There are now clear signs that the euro area is about to embark on the long-awaited recovery according to the latest euro area quarterly review. Both business and consumer confidence are improving and some hard data have also begun to point upwards. The world economy is gathering momentum. Corporate balance sheet constraints have eased. At the same time, financial conditions are supportive to growth. That is not to say that risks have evaporated, but they are more balanced than a few months ago.

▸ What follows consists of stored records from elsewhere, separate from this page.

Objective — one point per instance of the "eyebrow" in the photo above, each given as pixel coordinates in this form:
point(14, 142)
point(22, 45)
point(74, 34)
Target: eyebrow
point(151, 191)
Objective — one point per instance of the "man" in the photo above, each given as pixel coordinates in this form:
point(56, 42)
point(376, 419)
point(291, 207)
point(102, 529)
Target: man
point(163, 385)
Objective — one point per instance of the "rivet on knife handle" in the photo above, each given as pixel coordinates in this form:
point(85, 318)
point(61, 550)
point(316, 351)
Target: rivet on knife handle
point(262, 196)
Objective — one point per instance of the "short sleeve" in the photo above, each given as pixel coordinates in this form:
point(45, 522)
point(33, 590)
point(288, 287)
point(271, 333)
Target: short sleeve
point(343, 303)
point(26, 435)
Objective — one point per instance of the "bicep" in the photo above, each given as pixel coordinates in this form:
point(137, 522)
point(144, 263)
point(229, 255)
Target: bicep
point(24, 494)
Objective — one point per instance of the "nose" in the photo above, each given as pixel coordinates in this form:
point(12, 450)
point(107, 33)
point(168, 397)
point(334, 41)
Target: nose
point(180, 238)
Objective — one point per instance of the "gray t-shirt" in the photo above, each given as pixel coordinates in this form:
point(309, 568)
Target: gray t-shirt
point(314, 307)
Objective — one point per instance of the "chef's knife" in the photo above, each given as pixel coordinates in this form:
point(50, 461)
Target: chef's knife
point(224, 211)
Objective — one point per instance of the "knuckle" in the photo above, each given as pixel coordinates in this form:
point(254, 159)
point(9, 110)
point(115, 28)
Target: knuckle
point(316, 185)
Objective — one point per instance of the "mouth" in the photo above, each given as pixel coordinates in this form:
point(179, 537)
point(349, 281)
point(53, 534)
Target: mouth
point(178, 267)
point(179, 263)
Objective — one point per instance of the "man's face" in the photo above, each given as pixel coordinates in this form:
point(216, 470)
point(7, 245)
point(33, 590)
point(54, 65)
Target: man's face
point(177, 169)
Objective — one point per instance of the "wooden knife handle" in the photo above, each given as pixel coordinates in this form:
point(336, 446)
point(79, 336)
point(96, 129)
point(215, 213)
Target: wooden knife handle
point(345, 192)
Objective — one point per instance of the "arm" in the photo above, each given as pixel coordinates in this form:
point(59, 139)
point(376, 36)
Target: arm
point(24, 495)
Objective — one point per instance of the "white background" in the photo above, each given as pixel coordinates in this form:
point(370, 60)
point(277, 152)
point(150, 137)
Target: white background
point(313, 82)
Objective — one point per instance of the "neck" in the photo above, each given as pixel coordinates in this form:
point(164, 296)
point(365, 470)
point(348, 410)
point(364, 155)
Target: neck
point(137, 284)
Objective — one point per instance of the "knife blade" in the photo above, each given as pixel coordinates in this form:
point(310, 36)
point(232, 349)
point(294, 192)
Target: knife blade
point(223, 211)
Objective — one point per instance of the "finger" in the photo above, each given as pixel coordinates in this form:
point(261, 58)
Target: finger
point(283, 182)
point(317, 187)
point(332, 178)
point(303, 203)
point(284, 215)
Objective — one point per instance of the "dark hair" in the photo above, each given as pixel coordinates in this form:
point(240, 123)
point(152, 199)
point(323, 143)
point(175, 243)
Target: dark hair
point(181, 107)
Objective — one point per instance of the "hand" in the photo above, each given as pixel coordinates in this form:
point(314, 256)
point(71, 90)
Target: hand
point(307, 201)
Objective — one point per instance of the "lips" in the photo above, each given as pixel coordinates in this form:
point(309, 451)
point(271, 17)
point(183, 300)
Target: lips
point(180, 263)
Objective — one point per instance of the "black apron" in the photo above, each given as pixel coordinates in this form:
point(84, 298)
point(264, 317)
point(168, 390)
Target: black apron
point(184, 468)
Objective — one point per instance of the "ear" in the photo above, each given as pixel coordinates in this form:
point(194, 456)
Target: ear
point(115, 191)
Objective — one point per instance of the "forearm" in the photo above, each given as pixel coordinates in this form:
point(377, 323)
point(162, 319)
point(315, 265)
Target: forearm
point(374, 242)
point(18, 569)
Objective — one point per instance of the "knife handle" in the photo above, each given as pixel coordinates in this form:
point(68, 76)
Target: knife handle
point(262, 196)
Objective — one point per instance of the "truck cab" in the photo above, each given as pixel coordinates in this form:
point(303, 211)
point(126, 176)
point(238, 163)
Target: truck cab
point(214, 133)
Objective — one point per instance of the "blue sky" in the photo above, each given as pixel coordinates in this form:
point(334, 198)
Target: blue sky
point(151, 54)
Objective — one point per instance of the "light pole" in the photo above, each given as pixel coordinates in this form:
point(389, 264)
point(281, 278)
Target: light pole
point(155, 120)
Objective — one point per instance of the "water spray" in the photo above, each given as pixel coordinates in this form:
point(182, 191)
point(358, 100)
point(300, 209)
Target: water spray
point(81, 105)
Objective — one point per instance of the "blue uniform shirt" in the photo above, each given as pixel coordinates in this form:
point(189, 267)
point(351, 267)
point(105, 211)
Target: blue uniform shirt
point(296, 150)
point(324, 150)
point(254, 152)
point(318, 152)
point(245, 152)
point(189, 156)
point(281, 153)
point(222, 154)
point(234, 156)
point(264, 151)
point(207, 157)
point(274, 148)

Balance sheet constraints in the corporate sector have been a major source of economic weakness in the downturn but the analysis presented in the report concludes that debt and balance sheets should no longer pose a substantial drag on the recovery. Recent indirect evidence - including tentative signs of a pick-up in debt and equity financing as well as lower spreads on corporate bonds - suggest that balance sheet constraints have eased in the corporate sector. While household debt has continued to expand during the downturn, its level remains sustainable for the euro area as a whole and it is unlikely to pose a serious brake on consumption in the future. Finally, occasional market concerns about the health of the euro-area banking sector have diminished in recent months. Euro-area banks are generally profitable and well capitalised. They are therefore well placed to support the recovery in economic activity.
The report analyses the impact of economic and monetary union (EMU) on trade and foreign direct investment (FDI). When it was launched, the euro was expected to boost trade flows within the euro area and to foster cross-border FDI. The evidence presented in the report shows that these expectations are being fulfilled: EMU has already contributed significantly to enhanced cross-border integration in the euro area. All existing empirical studies point to a positive impact of EMU on trade. There is no doubt that the cumulated impact is already substantial and it is likely to be even larger in the coming years. The analysis of recent FDI flows shows that the euro area has become a more attractive place for foreign investment since the launch of the euro. The euro has stimulated primarily cross-border investment within the euro area but it has probably also fostered investment from non-EMU countries into the euro area.
The next Quarterly Report is scheduled to be released in December.